We observe two communities that have more than one chromosome, which could suggest chromosomal rearrangements or other reasons that some of these chromosomes are more similar to each other. To further investigate this, net2communities.py also generates a *.pdf file that visualises the chromosome-network. Copy this file to your local computer to examine the network. The nodes in the network are the chromosomes/contigs, and are coloured by community. The edges represent the mappings between contigs: the black ones indicate mappings between contig of the same community, while gray indicates links between different communities.

Exercise

Based on these mappings, which chromosomes/contigs might be responsible for the two communities that have more than one homologous chromosome? How strong is the support that links these chromosomes?

Solution

For each community, there is only a single chromosome/contig that links the the two sets of otherwise highly similar (many links) homologous chromosomes together. The support is therefore not very strong that these communities are joined by a chromosomal rearrangement. Most likely, these links are due to repetitive elements (transposons) that create these mappings.

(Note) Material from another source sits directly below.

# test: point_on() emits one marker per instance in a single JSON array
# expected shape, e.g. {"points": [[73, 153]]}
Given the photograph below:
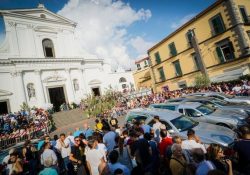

Each community can now be analysed independently by pggb to build a pan-genome graph. First, we will need to generate a fasta file for each of the communities. We can execute:

$ seq 0 18 | while read i; do echo "community $i"; samtools faidx combined.fna $(cat combined.mapping.paf.edges.weights.txt.community.$i.txt) > combined.community.$i.fna; samtools faidx combined.community.$i.fna; done;

This will generate a single fasta file for each community, which we can later use as input for pggb.

Key Points

  • You can determine the similarities between chromosomes.

  • You can critically evaluate a chromosome-network.